Magda and Nadine roll their eyes. I giggle stupidly. I feel my cheeks with the back of my hand. They’re hot enough to fry a couple of eggs. At least I cool down a little outside. Magda waves goodbye and goes off shaking her head, still a little bemused. I trot along awkwardly between Russell and Nadine, trying like mad to think of something intelligent to talk about. I want to ask Russell all sorts of stuff about art but I don’t want to leave Nadine out of things. Yet if I start chattering to Nadine about French homework and what combination of colors she is going to paint her nails then it’ll seem rude to Russell.

I glance nervously from one to the other. Both of them catch me looking. Nadine rolls her eyes at me. Russell smiles. He clears his throat. He hums a little tune. Perhaps he is lost for words too. This is surprisingly reassuring.

“Have you got their latest album?” says Nadine.

I stare at her blankly but Russell responds. He was humming this song by some cult hip band Nadine is nuts on. I’ve never even heard of them. Russell and Nadine burble on about them.

“What do you think of Animal Angst, Ellie?” Russell asks.

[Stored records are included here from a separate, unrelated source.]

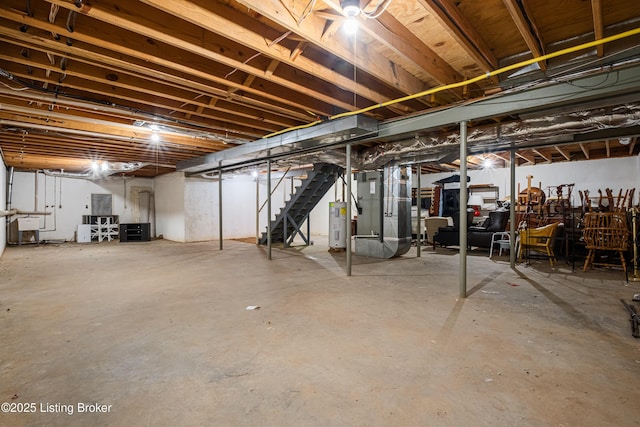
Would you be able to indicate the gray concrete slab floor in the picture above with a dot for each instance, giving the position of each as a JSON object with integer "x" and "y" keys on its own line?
{"x": 158, "y": 333}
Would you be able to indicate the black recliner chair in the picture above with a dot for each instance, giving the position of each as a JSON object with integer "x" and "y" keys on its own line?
{"x": 450, "y": 235}
{"x": 480, "y": 236}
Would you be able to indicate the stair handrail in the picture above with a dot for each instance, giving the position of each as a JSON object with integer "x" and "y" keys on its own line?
{"x": 284, "y": 175}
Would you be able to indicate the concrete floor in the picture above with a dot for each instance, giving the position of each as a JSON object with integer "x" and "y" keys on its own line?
{"x": 159, "y": 333}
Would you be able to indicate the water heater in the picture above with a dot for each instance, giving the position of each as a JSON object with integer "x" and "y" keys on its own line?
{"x": 337, "y": 225}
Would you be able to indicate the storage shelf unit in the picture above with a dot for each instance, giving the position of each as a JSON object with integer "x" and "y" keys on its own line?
{"x": 136, "y": 232}
{"x": 103, "y": 227}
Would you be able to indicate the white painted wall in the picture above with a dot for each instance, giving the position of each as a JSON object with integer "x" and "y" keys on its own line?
{"x": 67, "y": 199}
{"x": 201, "y": 210}
{"x": 619, "y": 173}
{"x": 170, "y": 210}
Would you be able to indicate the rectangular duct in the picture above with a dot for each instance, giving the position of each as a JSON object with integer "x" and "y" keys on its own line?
{"x": 314, "y": 138}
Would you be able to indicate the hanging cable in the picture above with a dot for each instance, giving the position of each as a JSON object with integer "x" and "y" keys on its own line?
{"x": 71, "y": 21}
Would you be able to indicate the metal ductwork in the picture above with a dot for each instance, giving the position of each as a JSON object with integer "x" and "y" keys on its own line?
{"x": 101, "y": 172}
{"x": 384, "y": 212}
{"x": 312, "y": 139}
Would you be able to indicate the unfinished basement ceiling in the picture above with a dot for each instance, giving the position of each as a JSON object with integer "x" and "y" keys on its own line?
{"x": 84, "y": 82}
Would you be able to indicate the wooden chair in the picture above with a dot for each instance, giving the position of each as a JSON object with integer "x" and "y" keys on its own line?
{"x": 540, "y": 240}
{"x": 605, "y": 231}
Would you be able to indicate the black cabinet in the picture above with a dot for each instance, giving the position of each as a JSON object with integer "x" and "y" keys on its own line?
{"x": 135, "y": 232}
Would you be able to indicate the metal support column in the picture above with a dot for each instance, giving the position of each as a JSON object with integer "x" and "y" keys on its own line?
{"x": 220, "y": 202}
{"x": 348, "y": 200}
{"x": 512, "y": 209}
{"x": 419, "y": 211}
{"x": 257, "y": 209}
{"x": 463, "y": 210}
{"x": 269, "y": 207}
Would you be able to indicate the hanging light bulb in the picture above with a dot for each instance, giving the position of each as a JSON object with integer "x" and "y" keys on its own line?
{"x": 350, "y": 8}
{"x": 350, "y": 25}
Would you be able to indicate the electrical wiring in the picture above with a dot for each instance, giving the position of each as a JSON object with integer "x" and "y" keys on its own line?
{"x": 476, "y": 79}
{"x": 377, "y": 12}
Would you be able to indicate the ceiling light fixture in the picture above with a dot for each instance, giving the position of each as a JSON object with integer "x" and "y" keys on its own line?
{"x": 350, "y": 8}
{"x": 350, "y": 26}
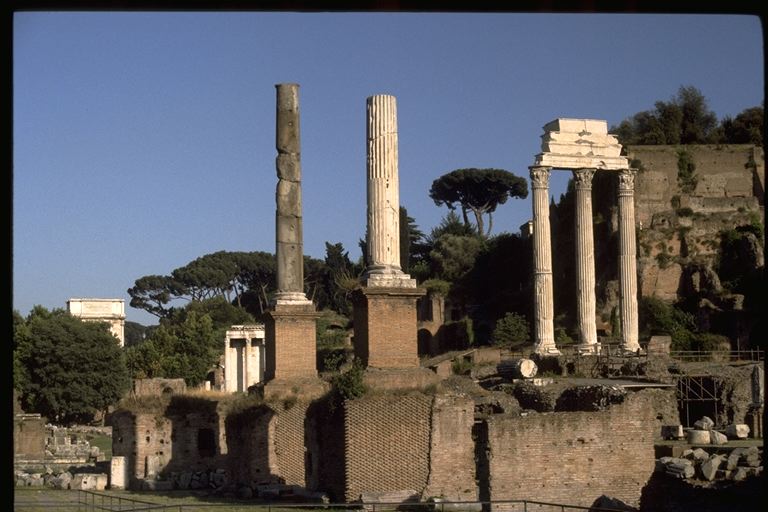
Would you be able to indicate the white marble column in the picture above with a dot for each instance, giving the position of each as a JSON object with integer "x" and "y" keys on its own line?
{"x": 383, "y": 237}
{"x": 585, "y": 262}
{"x": 289, "y": 236}
{"x": 543, "y": 302}
{"x": 627, "y": 261}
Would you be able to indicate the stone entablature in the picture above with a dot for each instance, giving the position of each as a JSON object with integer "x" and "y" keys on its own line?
{"x": 111, "y": 311}
{"x": 580, "y": 144}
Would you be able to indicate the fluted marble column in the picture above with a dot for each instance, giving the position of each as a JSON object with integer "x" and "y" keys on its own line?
{"x": 627, "y": 261}
{"x": 289, "y": 251}
{"x": 543, "y": 302}
{"x": 383, "y": 240}
{"x": 585, "y": 261}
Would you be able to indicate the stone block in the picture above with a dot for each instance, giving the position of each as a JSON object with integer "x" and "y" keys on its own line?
{"x": 705, "y": 423}
{"x": 89, "y": 481}
{"x": 118, "y": 472}
{"x": 708, "y": 468}
{"x": 698, "y": 437}
{"x": 288, "y": 167}
{"x": 672, "y": 432}
{"x": 716, "y": 437}
{"x": 737, "y": 431}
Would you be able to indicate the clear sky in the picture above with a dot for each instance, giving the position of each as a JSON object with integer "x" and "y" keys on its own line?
{"x": 142, "y": 141}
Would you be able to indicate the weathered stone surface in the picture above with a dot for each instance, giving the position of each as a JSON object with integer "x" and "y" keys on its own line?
{"x": 288, "y": 167}
{"x": 383, "y": 183}
{"x": 716, "y": 437}
{"x": 698, "y": 437}
{"x": 704, "y": 423}
{"x": 89, "y": 481}
{"x": 543, "y": 301}
{"x": 672, "y": 432}
{"x": 708, "y": 468}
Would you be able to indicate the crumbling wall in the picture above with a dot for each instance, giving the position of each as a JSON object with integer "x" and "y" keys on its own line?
{"x": 574, "y": 457}
{"x": 451, "y": 449}
{"x": 251, "y": 451}
{"x": 29, "y": 436}
{"x": 144, "y": 439}
{"x": 387, "y": 443}
{"x": 728, "y": 178}
{"x": 292, "y": 455}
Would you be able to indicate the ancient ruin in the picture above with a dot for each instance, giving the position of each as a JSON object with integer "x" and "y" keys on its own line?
{"x": 290, "y": 327}
{"x": 585, "y": 147}
{"x": 111, "y": 311}
{"x": 593, "y": 429}
{"x": 244, "y": 357}
{"x": 385, "y": 307}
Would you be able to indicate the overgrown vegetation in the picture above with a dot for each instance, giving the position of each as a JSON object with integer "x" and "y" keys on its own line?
{"x": 512, "y": 331}
{"x": 686, "y": 172}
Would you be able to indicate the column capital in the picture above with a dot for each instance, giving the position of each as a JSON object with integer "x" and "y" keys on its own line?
{"x": 582, "y": 178}
{"x": 540, "y": 176}
{"x": 627, "y": 181}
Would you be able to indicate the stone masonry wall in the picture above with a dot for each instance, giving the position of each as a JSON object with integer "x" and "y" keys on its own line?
{"x": 574, "y": 457}
{"x": 137, "y": 436}
{"x": 452, "y": 451}
{"x": 291, "y": 456}
{"x": 724, "y": 176}
{"x": 251, "y": 451}
{"x": 387, "y": 443}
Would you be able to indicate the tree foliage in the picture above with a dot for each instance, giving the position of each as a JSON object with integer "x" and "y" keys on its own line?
{"x": 512, "y": 331}
{"x": 687, "y": 119}
{"x": 68, "y": 369}
{"x": 480, "y": 191}
{"x": 187, "y": 347}
{"x": 745, "y": 128}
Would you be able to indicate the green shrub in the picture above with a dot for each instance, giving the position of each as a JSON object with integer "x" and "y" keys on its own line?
{"x": 512, "y": 331}
{"x": 686, "y": 172}
{"x": 349, "y": 385}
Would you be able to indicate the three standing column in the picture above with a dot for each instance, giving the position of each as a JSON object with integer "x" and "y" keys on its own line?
{"x": 585, "y": 262}
{"x": 543, "y": 302}
{"x": 627, "y": 261}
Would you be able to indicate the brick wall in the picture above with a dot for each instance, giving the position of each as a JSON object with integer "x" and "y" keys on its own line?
{"x": 29, "y": 436}
{"x": 291, "y": 456}
{"x": 387, "y": 443}
{"x": 722, "y": 171}
{"x": 137, "y": 436}
{"x": 574, "y": 457}
{"x": 251, "y": 451}
{"x": 385, "y": 327}
{"x": 291, "y": 347}
{"x": 451, "y": 450}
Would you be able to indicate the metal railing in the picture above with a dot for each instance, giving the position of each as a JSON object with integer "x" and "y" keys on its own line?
{"x": 751, "y": 355}
{"x": 92, "y": 501}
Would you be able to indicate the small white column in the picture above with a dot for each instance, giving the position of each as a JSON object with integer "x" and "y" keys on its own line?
{"x": 543, "y": 302}
{"x": 585, "y": 262}
{"x": 627, "y": 262}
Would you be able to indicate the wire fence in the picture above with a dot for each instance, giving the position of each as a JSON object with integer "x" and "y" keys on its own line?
{"x": 91, "y": 501}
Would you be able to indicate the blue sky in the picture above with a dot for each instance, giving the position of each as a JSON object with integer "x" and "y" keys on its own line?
{"x": 143, "y": 140}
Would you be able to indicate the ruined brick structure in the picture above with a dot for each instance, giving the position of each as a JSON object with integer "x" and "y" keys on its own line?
{"x": 429, "y": 444}
{"x": 574, "y": 457}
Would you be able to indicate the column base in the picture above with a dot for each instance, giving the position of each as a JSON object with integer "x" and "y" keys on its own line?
{"x": 629, "y": 350}
{"x": 588, "y": 349}
{"x": 546, "y": 350}
{"x": 385, "y": 326}
{"x": 290, "y": 338}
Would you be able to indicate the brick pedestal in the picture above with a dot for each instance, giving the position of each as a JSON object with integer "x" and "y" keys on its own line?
{"x": 385, "y": 326}
{"x": 291, "y": 342}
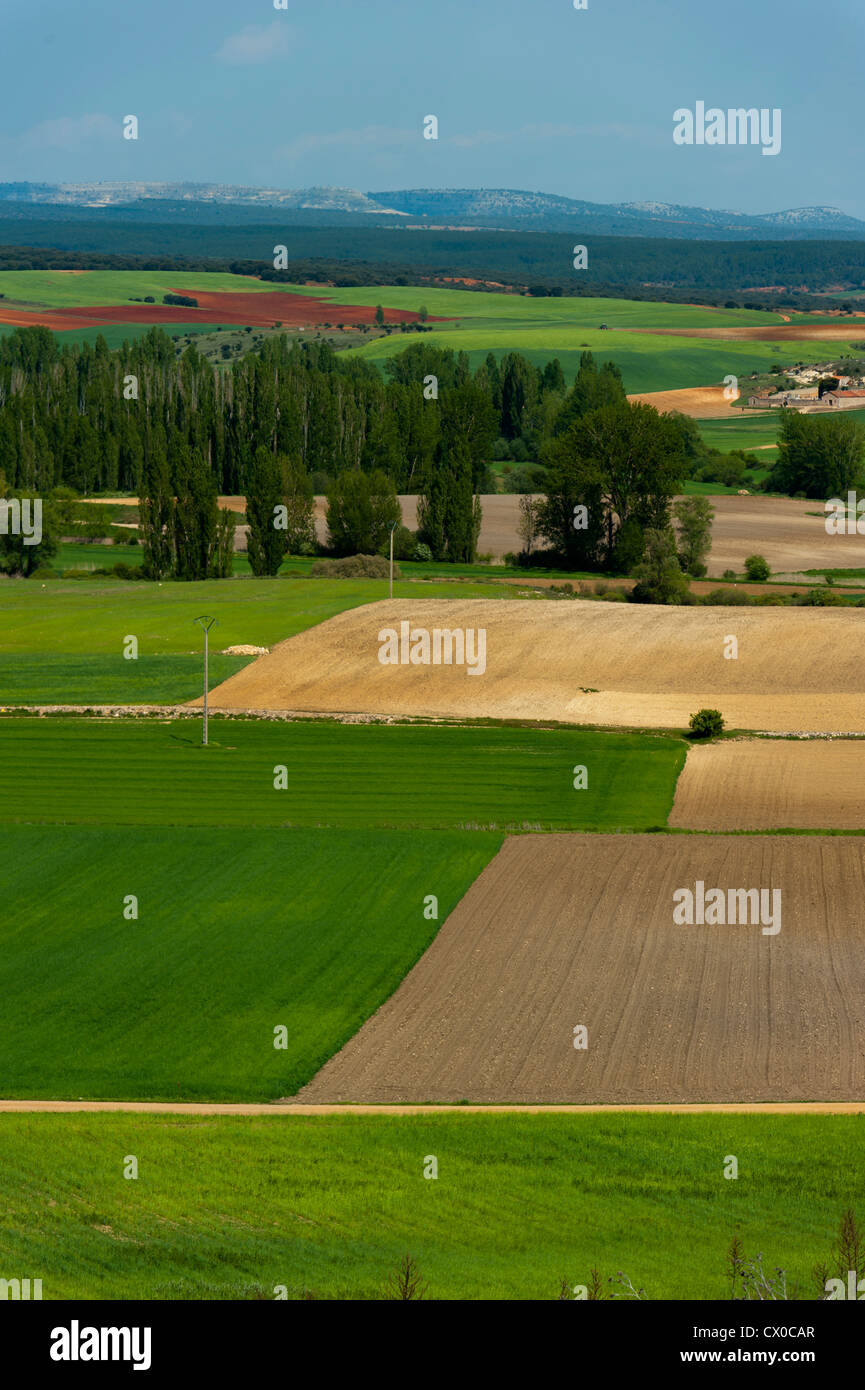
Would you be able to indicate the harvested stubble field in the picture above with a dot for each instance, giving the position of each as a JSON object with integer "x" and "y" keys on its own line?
{"x": 778, "y": 784}
{"x": 577, "y": 662}
{"x": 568, "y": 930}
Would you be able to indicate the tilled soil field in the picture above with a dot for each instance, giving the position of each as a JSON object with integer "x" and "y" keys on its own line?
{"x": 576, "y": 662}
{"x": 566, "y": 931}
{"x": 772, "y": 784}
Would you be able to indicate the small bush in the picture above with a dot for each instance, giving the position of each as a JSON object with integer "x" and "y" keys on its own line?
{"x": 707, "y": 723}
{"x": 726, "y": 598}
{"x": 757, "y": 567}
{"x": 355, "y": 567}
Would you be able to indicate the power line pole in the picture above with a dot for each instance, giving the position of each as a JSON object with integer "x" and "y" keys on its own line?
{"x": 205, "y": 623}
{"x": 392, "y": 528}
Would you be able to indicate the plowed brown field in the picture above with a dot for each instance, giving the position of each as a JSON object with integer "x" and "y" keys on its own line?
{"x": 761, "y": 784}
{"x": 214, "y": 307}
{"x": 577, "y": 662}
{"x": 568, "y": 930}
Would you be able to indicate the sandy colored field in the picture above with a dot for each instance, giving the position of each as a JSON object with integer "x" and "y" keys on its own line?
{"x": 698, "y": 402}
{"x": 761, "y": 784}
{"x": 577, "y": 662}
{"x": 790, "y": 534}
{"x": 566, "y": 930}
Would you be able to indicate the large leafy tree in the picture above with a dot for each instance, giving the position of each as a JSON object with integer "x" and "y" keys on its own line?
{"x": 818, "y": 455}
{"x": 622, "y": 464}
{"x": 360, "y": 509}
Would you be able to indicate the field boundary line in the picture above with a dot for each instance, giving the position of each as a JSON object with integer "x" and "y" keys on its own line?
{"x": 299, "y": 1111}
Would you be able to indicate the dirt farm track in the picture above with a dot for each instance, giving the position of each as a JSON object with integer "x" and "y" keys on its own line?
{"x": 576, "y": 662}
{"x": 568, "y": 930}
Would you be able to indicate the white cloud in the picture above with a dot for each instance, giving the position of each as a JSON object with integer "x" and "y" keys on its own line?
{"x": 256, "y": 43}
{"x": 376, "y": 136}
{"x": 67, "y": 132}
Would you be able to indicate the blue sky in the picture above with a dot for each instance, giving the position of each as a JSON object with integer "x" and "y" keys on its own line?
{"x": 529, "y": 93}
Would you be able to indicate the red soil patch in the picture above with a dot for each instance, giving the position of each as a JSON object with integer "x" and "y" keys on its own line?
{"x": 214, "y": 307}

I blink at him. I wouldn’t know Animal Angst if it howled in my ear. “Oh, OK,” I say cautiously.

Nadine gives her eyes another roll, but she doesn’t betray me. I resolve to read the
New Musical Express
every week.

We stand waiting for the bus. There’s a big poster for a horror movie over the road.
Girls Out
Even Later.

“Great,” says Russell. “It’s coming out on Friday. The gory special effects are meant to be superb. Did you want to see it, Ellie?”

I dither helplessly. Does he mean—do I want to see it
with him
?

I want to go out with him, yes please! But I hate horror movies. I have to hide my eyes at all the scary parts. I can’t even listen to creepy music or I come out in goose pimples. I’ve only ever seen horror movies on video. It would be much much scarier on a huge screen. I’d probably make a right idiot of myself with Russell and end up cowering right under the seat. If I ever got
in
as it’s an eighteen. I haven’t got a hope in hell of convincing anyone that I’m eighteen.